With nearly 20 per cent of the population rumoured to have links to the secret services, the Syrian mukhabarat, or intelligence services, is amongst the most notorious and brutal in the region.

During the six months I lived in Damascus, I only ever heard one Syrian friend talk about national politics, referring briefly to the 1982 Hama massacre, when the army of the current president’s father quelled a revolt by the Sunni Muslim community by slaughtering an estimated 20,000 protesters.

In contrast, there seemed to be few holds on conversations about Iran, Israel or Gaza – topics which featured heavily in the lively arak-fuelled discussions of Damascus’s small bohemian sub-culture.

It was clear that it was not a lack of opinion that had silenced a generation of educated, politicised and globalised Syrians when it came to the subject of their government.

But there was noticeably little debate about the current regime of Bashar, whose portrait presides over communal spaces in households all over the country - even shabby foreign student dives like ours.

It was in our shared household of young Europeans, Syrians and Iraqis, that I was soon struck by the misnomer of “secret police” as applied to far from clandestine activities of the intelligence services which enforce the limits of free speech for the majority of Syrians.

Our designated secret policeman - every foreign-occupied home in Syrian is assigned an agent - paid almost daily visits to our home to get updates from our Iraqi caretaker, collect bribes or to apparently just pass the time of day. He was often accompanied by a coterie of suited men carrying briefcases and ordering copies of passports and documentation without feeling the need to provide the explanation or justification.

On a regular basis, I would find our agent stationed alone in the kitchen for long hours; making tea, chain-smoking, reading the newspaper, napping outside in the courtyard or apparently checking out the foreign female talent. His sense of entitlement served as a continual reminder of the power of the state, impossible to undermine with the usual cold-stares and curt “good mornings”.

The network of informers seemed to seep beyond our house, and any apparently private transgression taking place within our high walls – parties, conversations or other suggestions of impropriety – seemed to filter through our neighbours, back to the secret policeman, who would in turn come with demand for payment, information and orders to “keep the foreigners in check” from our beleaguered caretaker.

These banal, and indeed sometimes comic, encounters with the mukhabarat pale when compared to the iron rod of state control experienced daily by Syrians, and now more strongly than ever.

All of this underlines the insidious ease with which the state acquires information about the lives of ordinary Syrians. But, at the same time, they are often kept completely in the dark about what their own government is up to.

Upon hearing the BBC World Service announce Assad’s decision to sack his government recently, I got online to express my surprise at the news to a Syrian friend.

“Really?

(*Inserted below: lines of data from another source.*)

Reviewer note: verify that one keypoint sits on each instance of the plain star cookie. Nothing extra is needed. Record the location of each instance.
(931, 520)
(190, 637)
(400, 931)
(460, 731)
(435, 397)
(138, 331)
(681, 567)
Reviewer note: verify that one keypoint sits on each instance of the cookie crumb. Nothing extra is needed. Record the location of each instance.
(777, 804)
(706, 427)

We have heard nothing about this,” he replied. “All we know is that we can’t go to work because the city is blocked by pro-government supporters.”

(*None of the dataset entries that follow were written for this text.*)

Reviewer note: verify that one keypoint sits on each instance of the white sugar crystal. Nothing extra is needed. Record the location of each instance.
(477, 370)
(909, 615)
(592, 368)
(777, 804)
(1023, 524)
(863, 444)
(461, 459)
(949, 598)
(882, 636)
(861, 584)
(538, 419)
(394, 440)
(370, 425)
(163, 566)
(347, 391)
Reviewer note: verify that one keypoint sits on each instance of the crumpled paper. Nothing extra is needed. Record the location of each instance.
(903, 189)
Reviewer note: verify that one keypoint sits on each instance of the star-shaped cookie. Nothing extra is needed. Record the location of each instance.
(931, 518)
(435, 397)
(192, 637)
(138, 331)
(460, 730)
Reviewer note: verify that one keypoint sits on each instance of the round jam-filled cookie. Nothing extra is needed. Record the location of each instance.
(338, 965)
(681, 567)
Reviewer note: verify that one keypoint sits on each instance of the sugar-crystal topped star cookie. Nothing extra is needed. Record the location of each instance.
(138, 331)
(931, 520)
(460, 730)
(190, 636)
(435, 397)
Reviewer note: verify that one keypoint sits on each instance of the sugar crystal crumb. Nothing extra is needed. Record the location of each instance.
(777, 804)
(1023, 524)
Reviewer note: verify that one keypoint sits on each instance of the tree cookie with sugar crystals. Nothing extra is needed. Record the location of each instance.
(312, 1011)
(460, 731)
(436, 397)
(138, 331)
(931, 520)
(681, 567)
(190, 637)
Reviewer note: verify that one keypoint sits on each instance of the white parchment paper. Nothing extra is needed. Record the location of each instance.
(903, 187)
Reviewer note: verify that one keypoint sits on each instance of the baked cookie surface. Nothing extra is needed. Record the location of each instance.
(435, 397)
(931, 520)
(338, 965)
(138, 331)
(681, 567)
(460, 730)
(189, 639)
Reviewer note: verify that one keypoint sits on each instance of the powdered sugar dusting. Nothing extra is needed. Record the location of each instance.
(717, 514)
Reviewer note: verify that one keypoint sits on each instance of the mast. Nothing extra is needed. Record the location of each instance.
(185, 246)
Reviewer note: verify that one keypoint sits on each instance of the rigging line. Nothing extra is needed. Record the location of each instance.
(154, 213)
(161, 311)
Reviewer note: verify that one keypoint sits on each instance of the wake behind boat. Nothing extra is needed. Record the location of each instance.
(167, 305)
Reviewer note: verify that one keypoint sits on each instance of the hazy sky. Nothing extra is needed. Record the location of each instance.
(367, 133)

While Bashar al-Assad has made gestures towards easing the regime’s grip on the country, Syria remains a de-facto one-party state: the emergency rule enacted in 1963 is still in place, rigorously administered by a network of government agents engaging in arrests, unfair imprisonment and torture. It seems that fundamentally little has changed in the nature of the regime since the time of his iron-fisted father, Hafez.

During my time in Syria, I learnt of a popular joke amongst locals about the death of this former dictator. After God had sent the archangel of death to earth to summon the aging tyrant to judgement, the story goes, the messenger returned to heaven, limping and bruised after a beating by the secret police. “Oh no,” a horrified God responded, “I hope you didn’t tell them who sent you?”

Francesca Green is the pseudonym of a journalism student who has lived and studied Arabic in Damascus.